Text Encoding for Ancient and Modern Literature, Languages and History
9 stars 5 forks source link

Workflow for transcription #22

Closed luchretius closed 2 years ago

luchretius commented 2 years ago

Hi all! I guess this is less of an issue, but an invitation to share your workflows (i.e. the usual steps that you take, the programmes used etc.) when transcribing the documents you are working with.

As I was going through the walkthrough videos today, I noticed that Gabriel said he used EpiDoc (a variation or schema of TEI) when transcribing, and that Christopher’s preferred method was to first transcribe in Markdown (the language used in GitHub comments) before using Pandoc to convert it to TEI.

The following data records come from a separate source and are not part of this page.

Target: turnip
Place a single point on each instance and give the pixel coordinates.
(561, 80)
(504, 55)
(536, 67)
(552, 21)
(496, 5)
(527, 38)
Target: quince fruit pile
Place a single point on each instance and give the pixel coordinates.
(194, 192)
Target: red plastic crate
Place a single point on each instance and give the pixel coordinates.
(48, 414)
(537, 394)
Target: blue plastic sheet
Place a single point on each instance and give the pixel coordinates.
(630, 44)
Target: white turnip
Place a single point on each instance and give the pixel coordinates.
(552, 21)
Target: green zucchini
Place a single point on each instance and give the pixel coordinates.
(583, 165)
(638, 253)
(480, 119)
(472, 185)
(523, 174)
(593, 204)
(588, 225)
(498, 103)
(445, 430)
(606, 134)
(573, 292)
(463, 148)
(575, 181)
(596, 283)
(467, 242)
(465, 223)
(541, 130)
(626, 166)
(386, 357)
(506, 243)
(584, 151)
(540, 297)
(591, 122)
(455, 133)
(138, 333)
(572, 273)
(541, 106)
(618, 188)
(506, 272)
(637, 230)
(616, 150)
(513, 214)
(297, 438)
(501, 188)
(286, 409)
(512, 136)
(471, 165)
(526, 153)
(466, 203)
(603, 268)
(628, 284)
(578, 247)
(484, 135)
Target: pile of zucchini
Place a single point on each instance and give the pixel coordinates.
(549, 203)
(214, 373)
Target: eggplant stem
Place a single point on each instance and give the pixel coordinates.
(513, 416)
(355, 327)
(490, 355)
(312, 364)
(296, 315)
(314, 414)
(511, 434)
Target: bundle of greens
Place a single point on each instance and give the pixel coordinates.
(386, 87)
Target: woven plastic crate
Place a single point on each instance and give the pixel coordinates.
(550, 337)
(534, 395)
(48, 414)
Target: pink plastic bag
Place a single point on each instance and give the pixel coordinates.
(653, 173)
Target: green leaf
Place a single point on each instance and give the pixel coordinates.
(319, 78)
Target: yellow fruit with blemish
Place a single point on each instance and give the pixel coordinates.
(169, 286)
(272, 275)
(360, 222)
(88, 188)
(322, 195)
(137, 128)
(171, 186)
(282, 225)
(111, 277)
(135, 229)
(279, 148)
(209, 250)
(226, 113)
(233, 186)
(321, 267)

This really inspired me, as I find my old way of transcribing everything in a Microsoft Word file to be rather inefficient (when I want to mark out titles and names, for instance, without having to worry about formatting/referencing as I type) and to result in a proliferation of files. This makes it impossible to search for a keyword across different files, while transcribing multiple documents in a single Word file makes it very cumbersome.

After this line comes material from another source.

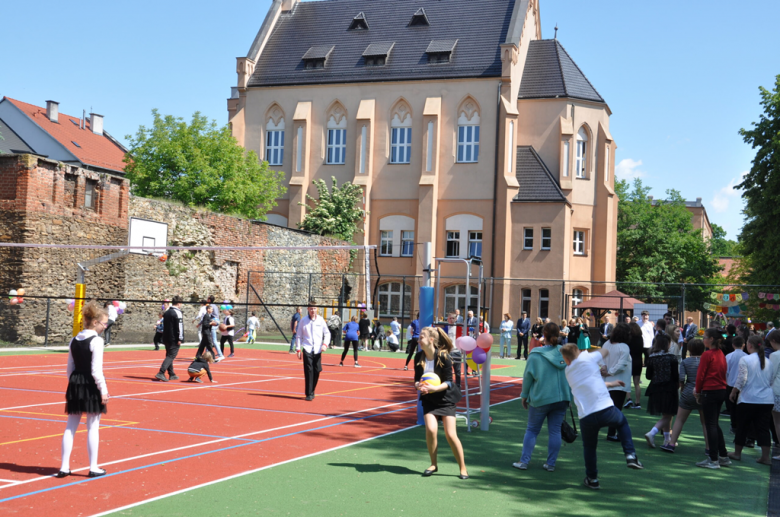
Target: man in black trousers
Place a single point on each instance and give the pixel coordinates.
(173, 336)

So I wondered if any of you would like to share your workflow that could be a better alternative? More specifically, I had these questions in mind:

Many thanks in advance and I look forward to seeing you on Wednesday.

cmohge1 commented 2 years ago

An excellent question, and one that we ought to talk more about as a group today. In my opinion, it really depends on how comfortable you are transcribing in XML. Some people are fine with it, some people are not. And it can be difficult to write in XML when you have a complex document. I usually (though not always) start with Markdown because I get automatic structuring of the document in HTML, and then I convert into TEI with Pandoc (https://pandoc.org/). That allows me to not have to tediously apply structural tags manually.

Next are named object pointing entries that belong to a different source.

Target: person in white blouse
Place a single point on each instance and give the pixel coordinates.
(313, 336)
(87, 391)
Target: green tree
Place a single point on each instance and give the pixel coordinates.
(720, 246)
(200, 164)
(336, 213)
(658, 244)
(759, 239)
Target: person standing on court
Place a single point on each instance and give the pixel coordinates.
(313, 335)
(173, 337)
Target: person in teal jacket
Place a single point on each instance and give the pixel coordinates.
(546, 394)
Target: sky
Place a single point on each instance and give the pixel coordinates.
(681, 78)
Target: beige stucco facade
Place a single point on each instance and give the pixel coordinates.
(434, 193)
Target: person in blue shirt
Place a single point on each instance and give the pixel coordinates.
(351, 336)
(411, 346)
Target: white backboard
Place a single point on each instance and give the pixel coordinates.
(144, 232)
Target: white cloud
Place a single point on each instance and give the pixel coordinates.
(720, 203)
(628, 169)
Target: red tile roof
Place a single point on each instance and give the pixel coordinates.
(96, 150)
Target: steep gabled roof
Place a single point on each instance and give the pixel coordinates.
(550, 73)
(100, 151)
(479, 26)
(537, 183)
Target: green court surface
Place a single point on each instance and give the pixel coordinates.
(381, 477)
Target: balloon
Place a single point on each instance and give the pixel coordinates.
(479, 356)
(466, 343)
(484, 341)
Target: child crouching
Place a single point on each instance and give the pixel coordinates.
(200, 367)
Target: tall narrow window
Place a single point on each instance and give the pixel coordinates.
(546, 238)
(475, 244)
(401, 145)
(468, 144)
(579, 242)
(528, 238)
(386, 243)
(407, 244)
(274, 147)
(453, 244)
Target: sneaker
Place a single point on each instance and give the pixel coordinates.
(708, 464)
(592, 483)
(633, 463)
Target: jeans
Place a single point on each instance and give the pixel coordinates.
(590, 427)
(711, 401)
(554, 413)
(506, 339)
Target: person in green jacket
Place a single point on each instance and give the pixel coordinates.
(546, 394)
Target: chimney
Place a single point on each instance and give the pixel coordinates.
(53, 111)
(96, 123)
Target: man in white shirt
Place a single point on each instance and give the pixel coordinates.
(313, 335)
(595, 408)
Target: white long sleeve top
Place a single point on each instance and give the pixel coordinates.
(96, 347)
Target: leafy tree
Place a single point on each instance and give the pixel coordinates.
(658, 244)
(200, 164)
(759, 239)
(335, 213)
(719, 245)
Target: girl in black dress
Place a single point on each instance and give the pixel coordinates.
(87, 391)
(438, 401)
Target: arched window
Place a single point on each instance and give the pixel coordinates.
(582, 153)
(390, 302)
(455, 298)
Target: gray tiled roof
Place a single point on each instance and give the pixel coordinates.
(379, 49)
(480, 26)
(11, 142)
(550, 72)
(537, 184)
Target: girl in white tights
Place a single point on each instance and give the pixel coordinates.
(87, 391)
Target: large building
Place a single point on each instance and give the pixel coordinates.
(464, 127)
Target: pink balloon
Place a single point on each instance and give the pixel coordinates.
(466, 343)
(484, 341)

Here is a Pandoc demo I recorded: https://universityoflondon.cloud.panopto.eu/Panopto/Pages/Viewer.aspx?id=2ff66284-f154-4277-84d0-abe001358da7

I write Markdown in the Atom text editor (https://atom.io/), but I have also used Typora (https://typora.io/), which is more like a word processor. I've never tried Ulysses.

That said, I am comfortable authoring in XML, and sometimes it is better to do so.

Gabby probably has more thoughts. And anyone else should chime in!

gabrielbodard commented 2 years ago

Yes, this is probably best discussed in person, as there are a lot of factors involved. But the main point is that there isn't a right answer: whatever is comfortable and efficient for you and your team. On the one hand, editing directly in XML can be cumbersome, and there are tools for converting to XML of various flavours for you (or you could write a simple script to do part of it for you); but at the same time, all that converting can be laborsome and cumbersome too, so sometimes typing XML while you think actually isn't any slower than typing brackets and formatting styles in MSWord. Just depends how you like to work.